1965 film by Giorgio Stegani

Adiós gringo is a 1965 colour Spaghetti Western film directed by Giorgio Stegani. It stars Giuliano Gemma and was co produced between Italy, Spain and France. A major success in Italy, it was the 4th highest grossing Italian picture of the year.

==Plot==
Brett Landers, a cowboy, buys cattle from his friend Gil Clawson for his ranch but gets falsely accused of theft. In self-defense, he kills his accuser and faces a lynch mob. Escaping with his gun, Brett vows to return and find the real thief. On his journey, he encounters Lucy, a girl kidnapped and tortured during a stagecoach attack.

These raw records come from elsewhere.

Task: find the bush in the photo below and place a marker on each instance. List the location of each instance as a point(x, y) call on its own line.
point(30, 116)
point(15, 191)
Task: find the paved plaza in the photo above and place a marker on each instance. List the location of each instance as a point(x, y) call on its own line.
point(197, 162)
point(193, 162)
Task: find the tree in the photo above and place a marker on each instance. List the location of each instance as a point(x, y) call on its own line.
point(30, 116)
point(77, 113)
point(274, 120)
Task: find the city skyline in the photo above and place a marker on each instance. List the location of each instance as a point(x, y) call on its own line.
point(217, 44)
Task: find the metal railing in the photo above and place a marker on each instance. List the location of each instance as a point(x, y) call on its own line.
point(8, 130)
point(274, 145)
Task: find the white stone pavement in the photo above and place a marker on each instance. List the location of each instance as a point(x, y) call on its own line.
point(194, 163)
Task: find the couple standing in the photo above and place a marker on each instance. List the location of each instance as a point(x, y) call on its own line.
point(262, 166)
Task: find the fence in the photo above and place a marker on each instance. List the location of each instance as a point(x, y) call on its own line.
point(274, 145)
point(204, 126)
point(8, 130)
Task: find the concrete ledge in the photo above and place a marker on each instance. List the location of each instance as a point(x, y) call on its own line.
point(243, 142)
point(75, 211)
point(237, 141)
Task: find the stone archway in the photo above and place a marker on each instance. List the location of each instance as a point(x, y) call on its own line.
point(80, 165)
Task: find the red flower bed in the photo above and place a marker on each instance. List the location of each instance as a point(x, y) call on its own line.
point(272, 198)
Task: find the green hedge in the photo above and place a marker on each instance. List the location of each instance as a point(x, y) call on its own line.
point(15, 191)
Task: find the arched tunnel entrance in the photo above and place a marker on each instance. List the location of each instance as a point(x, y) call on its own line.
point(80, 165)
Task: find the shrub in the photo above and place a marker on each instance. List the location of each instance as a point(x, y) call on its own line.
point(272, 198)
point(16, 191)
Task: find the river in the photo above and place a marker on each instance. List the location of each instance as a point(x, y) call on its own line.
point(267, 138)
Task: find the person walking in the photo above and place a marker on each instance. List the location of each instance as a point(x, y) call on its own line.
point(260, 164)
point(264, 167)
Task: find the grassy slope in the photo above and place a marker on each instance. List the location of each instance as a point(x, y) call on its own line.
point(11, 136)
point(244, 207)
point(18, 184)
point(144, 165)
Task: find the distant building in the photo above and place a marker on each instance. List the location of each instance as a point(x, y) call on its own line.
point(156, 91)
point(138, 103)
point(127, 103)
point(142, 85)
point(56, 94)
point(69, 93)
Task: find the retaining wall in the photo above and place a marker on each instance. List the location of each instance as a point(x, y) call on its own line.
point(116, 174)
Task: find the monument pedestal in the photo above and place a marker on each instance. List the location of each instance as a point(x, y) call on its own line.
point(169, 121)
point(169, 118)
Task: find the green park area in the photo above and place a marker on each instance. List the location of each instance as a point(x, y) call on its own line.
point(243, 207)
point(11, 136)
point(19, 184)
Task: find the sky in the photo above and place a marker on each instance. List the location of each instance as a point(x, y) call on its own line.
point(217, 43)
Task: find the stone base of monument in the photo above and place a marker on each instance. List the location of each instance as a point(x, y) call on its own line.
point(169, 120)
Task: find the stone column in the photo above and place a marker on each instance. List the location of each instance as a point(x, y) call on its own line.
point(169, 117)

Despite helping Lucy, Brett faces suspicion in the nearest town as the real culprits are still at large. Lucy identifies the thieves, including Gil Clawson. One of them, Avery Ranchester, is the son of influential Clayton Ranchester. The trio tries to silence Lucy, kidnapping Brett to stage an escape. Brett escapes, kills one bandit, and flees with Lucy.

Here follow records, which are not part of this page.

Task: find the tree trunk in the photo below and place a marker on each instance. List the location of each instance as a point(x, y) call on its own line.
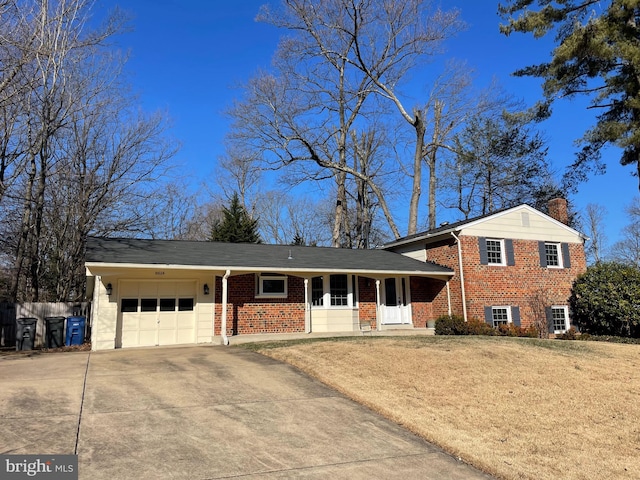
point(416, 188)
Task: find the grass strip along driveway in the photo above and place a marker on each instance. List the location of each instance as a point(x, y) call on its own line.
point(515, 408)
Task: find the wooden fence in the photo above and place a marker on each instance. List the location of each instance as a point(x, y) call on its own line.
point(10, 312)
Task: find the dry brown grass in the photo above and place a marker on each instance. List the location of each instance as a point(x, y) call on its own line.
point(515, 408)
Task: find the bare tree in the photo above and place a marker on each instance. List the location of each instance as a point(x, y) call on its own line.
point(284, 218)
point(402, 37)
point(84, 160)
point(627, 250)
point(595, 215)
point(340, 52)
point(500, 161)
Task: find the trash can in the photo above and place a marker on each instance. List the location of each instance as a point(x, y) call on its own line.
point(55, 332)
point(26, 333)
point(75, 330)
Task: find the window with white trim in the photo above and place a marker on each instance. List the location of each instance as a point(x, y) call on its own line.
point(560, 319)
point(317, 291)
point(272, 285)
point(552, 254)
point(330, 291)
point(501, 315)
point(339, 290)
point(494, 252)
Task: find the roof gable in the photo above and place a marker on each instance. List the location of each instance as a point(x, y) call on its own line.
point(508, 222)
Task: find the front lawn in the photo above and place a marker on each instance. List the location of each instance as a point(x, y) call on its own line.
point(517, 408)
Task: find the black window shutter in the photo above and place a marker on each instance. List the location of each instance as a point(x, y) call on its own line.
point(482, 245)
point(543, 254)
point(549, 314)
point(488, 315)
point(515, 316)
point(566, 259)
point(508, 246)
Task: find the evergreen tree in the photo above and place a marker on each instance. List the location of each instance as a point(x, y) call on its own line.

Back in town, Clayton Ranchester turns the crowd against Brett. With help from the sheriff and town doctor, Brett and Lucy escape, sparking a mountain manhunt. Lucy, forced to kill Gil, loses the only witness to clear Brett. Brett captures Avery, who still has stolen money. Lucy accuses Avery of her torment, leading to Brett's exoneration from cattle theft.

==Cast==
- Giuliano Gemma as Brent Landers
- Evelyn Stewart as Lucy Tillson
- Nello Pazzafini as Gil Clawson
- Pierre Cressoy as Clayton Ranchester
- Germano Longo as Stan Clevenger
- Massimo Righi as Avery Ranchester
- Robert Camardiel as Dr. Barfield
- Francisco Brana as Ranchester cowboy
- Osiride Peverello as Ranchester cowboy
- Jesús Puente as Sheriff Tex Slaughter
- Monique Saint Claire as Maude Clevenger

==Release==
Adiós gringo was released in 1965. On its domestic release in Italy, Adiós gringo was the fourth highest-grossing film of the year. Stuart Byron of Variety commented on the audience reaction to the film at a 22nd street grind house screening in New York who were laughing at the film more than enjoying it.

==Reception==
From contemporary reviews, Stuart Byron of Variety stated the film was the "perhaps the most implausible and contrived" of Italian Westerns.

V. Bassoli in "L'Avvenire d'Italia" in February 1966 wrote that the director "had made the best of the elements he had at hand, creating a film perhaps a little harsh but full of emotions and findings, making thus a good use of Harry Whittington's novel".